Limited evidence suggests that repeated or long-term occupational exposure may produce cumulative health effects involving organs or biochemical systems. This material can be regarded as being able to cause cancer in humans based on experiments and other information. Constant or exposure over long periods to mixed hydrocarbons may produce stupor with dizziness, weakness and visual disturbance, weight loss and anemia, and reduced liver and kidney function. Skin exposure may result in drying and cracking and redness of the skin. Chronic exposure to lighter hydrocarbons can cause nerve damage, peripheral neuropathy, bone marrow dysfunction and psychiatric disorders as well as damage the liver and kidneys. Chronic exposure to benzene may cause headache, fatigue, loss of appetite and lassitude with incipient blood effects including anaemia and blood changes.
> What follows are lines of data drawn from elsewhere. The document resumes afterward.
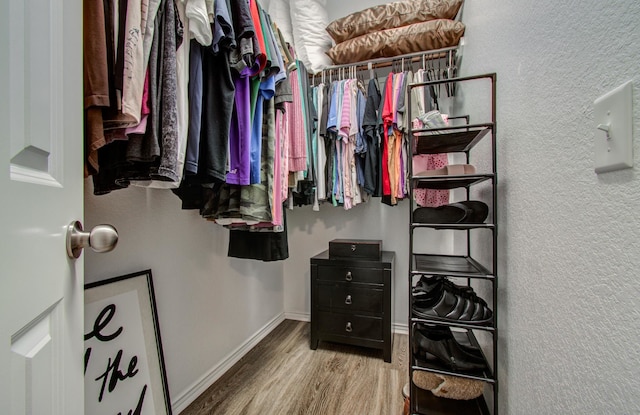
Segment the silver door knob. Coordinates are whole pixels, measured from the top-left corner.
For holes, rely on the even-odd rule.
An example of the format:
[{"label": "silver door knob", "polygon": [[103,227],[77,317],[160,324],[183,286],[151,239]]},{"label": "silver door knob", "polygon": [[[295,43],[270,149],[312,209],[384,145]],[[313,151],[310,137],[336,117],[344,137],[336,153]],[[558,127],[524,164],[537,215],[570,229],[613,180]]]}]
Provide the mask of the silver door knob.
[{"label": "silver door knob", "polygon": [[117,243],[118,231],[111,225],[98,225],[90,232],[84,232],[79,221],[73,221],[67,227],[67,255],[72,259],[78,258],[86,247],[94,252],[109,252]]}]

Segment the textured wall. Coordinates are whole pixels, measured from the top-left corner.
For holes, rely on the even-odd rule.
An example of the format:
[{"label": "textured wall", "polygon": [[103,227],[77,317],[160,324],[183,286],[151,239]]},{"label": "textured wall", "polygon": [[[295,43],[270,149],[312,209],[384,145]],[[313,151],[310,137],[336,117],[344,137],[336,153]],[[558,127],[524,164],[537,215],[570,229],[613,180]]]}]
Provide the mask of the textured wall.
[{"label": "textured wall", "polygon": [[181,210],[169,190],[93,196],[85,183],[85,228],[110,223],[120,235],[113,252],[85,250],[86,281],[151,268],[175,405],[283,312],[282,264],[228,258],[229,231]]},{"label": "textured wall", "polygon": [[[498,73],[500,409],[640,412],[640,2],[466,2]],[[634,81],[634,169],[593,171],[593,100]]]}]

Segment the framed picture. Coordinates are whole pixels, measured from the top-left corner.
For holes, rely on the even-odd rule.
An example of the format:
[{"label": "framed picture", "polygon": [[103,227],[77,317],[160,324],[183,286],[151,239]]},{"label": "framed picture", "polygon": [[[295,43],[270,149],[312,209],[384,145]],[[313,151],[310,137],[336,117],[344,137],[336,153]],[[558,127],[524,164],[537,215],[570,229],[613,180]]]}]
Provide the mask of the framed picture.
[{"label": "framed picture", "polygon": [[171,415],[151,270],[85,285],[85,413]]}]

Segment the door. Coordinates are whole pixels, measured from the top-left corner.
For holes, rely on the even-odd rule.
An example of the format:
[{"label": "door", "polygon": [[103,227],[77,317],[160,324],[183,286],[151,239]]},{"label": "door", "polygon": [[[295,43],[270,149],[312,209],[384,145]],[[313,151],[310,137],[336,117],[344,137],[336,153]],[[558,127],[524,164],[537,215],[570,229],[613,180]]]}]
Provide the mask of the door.
[{"label": "door", "polygon": [[0,414],[83,413],[82,2],[0,1]]}]

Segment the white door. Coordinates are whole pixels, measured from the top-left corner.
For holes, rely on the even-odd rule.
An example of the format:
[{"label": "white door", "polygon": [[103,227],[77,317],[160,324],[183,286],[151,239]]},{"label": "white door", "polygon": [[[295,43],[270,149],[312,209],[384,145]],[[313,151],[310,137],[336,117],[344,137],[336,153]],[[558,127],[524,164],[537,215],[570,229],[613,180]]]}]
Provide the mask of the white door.
[{"label": "white door", "polygon": [[83,413],[82,1],[0,1],[0,414]]}]

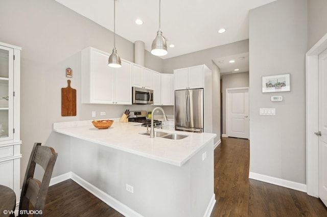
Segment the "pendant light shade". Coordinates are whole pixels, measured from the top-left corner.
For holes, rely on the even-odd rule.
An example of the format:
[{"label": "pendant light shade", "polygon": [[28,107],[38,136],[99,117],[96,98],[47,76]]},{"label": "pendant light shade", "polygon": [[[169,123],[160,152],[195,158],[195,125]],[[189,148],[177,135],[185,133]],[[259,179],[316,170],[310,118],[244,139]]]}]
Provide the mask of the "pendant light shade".
[{"label": "pendant light shade", "polygon": [[153,40],[151,46],[151,53],[157,56],[164,56],[168,53],[167,43],[165,37],[162,36],[162,32],[160,29],[160,5],[161,1],[159,0],[159,30],[157,32],[157,36]]},{"label": "pendant light shade", "polygon": [[113,0],[113,49],[112,53],[109,57],[108,65],[110,67],[119,68],[122,67],[122,61],[117,53],[116,49],[116,0]]}]

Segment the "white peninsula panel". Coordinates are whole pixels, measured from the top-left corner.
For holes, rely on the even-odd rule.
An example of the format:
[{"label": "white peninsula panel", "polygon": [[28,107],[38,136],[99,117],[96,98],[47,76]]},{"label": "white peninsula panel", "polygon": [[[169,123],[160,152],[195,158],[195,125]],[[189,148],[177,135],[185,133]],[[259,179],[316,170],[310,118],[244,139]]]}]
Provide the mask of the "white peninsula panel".
[{"label": "white peninsula panel", "polygon": [[145,127],[134,125],[115,121],[109,128],[98,130],[85,121],[56,123],[54,130],[72,137],[72,172],[121,203],[103,200],[123,214],[209,216],[216,201],[216,134],[156,129],[189,136],[151,139],[139,134]]}]

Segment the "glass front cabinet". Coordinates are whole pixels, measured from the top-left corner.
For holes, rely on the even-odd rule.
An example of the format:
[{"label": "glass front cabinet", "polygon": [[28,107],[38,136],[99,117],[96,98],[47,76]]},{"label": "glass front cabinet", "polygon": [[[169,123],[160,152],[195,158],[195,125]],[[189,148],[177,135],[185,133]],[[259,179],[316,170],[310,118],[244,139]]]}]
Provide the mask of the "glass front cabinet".
[{"label": "glass front cabinet", "polygon": [[[19,202],[20,74],[21,48],[0,42],[0,184]],[[18,205],[18,203],[16,204]]]}]

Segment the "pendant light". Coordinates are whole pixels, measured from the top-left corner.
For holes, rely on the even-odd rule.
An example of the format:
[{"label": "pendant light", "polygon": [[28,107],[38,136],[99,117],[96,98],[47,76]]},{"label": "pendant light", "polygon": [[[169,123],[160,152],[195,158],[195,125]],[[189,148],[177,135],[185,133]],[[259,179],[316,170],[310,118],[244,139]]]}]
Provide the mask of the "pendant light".
[{"label": "pendant light", "polygon": [[112,53],[109,57],[108,65],[110,67],[119,68],[122,67],[121,58],[117,53],[116,49],[116,0],[113,0],[113,49]]},{"label": "pendant light", "polygon": [[162,32],[160,29],[160,12],[161,0],[159,0],[159,30],[157,32],[157,36],[152,42],[151,53],[154,56],[161,56],[167,54],[167,43],[165,37],[162,36]]}]

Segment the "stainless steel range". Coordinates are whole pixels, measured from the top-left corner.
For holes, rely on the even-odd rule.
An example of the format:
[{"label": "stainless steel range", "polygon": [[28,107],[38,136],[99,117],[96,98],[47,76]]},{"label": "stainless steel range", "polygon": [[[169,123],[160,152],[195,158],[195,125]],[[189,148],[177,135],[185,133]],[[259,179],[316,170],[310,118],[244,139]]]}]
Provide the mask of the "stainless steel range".
[{"label": "stainless steel range", "polygon": [[[147,119],[148,112],[146,111],[132,111],[129,113],[129,122],[142,123],[142,126],[150,127],[151,126],[151,119]],[[161,122],[158,120],[153,120],[154,128],[162,128]]]}]

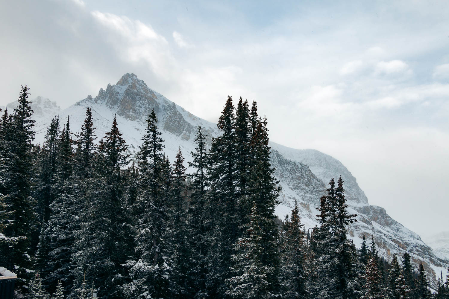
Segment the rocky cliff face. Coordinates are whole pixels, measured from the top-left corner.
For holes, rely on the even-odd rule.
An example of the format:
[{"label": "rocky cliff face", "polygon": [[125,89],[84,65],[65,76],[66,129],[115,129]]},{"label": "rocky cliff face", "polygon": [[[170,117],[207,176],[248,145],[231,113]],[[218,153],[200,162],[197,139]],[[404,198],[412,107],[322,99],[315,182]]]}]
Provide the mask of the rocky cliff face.
[{"label": "rocky cliff face", "polygon": [[[48,99],[41,96],[37,96],[35,99],[29,100],[31,102],[31,108],[34,111],[33,117],[35,120],[44,119],[48,117],[57,114],[61,111],[61,108],[55,102],[53,102]],[[6,105],[9,113],[12,113],[13,110],[17,108],[19,104],[17,100],[10,103]],[[0,106],[0,108],[4,110],[4,107]]]},{"label": "rocky cliff face", "polygon": [[[100,89],[94,98],[89,95],[62,111],[53,111],[46,118],[40,118],[40,114],[36,113],[36,142],[41,143],[43,141],[45,129],[56,113],[59,114],[63,123],[70,115],[72,130],[77,131],[84,120],[86,108],[89,106],[92,108],[97,135],[100,138],[109,130],[114,115],[117,115],[119,128],[131,154],[139,150],[145,119],[152,109],[157,115],[158,126],[165,140],[164,151],[171,160],[174,160],[180,146],[186,165],[191,160],[190,152],[194,150],[195,134],[198,125],[203,128],[209,142],[211,137],[220,134],[215,124],[191,114],[150,89],[135,75],[127,74],[117,84]],[[374,235],[381,253],[387,259],[393,253],[401,255],[406,251],[415,263],[423,262],[434,282],[436,273],[449,266],[447,256],[426,245],[416,234],[389,216],[384,209],[370,205],[355,178],[340,161],[316,150],[289,148],[274,143],[270,145],[273,149],[272,163],[282,187],[281,204],[276,209],[281,218],[291,212],[296,200],[303,223],[306,227],[314,227],[317,224],[316,208],[320,197],[332,177],[336,178],[341,175],[345,182],[349,211],[358,215],[357,222],[348,229],[357,247],[360,247],[364,234],[368,238]]]}]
Benzene is a myelotoxicant known to suppress bone- marrow cell proliferation and to induce haematologic disorders in humans and animals. Signs of benzene-induced aplastic anaemia include suppression of leukocytes (leukopenia), red cells (anaemia), platelets (thrombocytopenia) or all three cell types (pancytopenia). Classic symptoms include weakness, purpura, and haemorrhage. The most significant toxic effect is insidious and often reversible injury to the blood forming tissue. Leukaemia may develop. Occupational exposures have shown a relationship between exposure to benzene and production of myelogenous leukaemia. There may also be a relationship between benzene exposure and the production of lymphoma and multiple myeloma. In chronic exposure, workers exhibit signs of central nervous system lesions and impairment of hearing.Benzene haemotoxicity and leukaemogenicity involve metabolism, growth factor regulation, oxidative stress, DNA damage, cell regulation, and apoptosis. (Yoon et al Environmental Health Perspectives, 111, pp 1411-1420, 2003).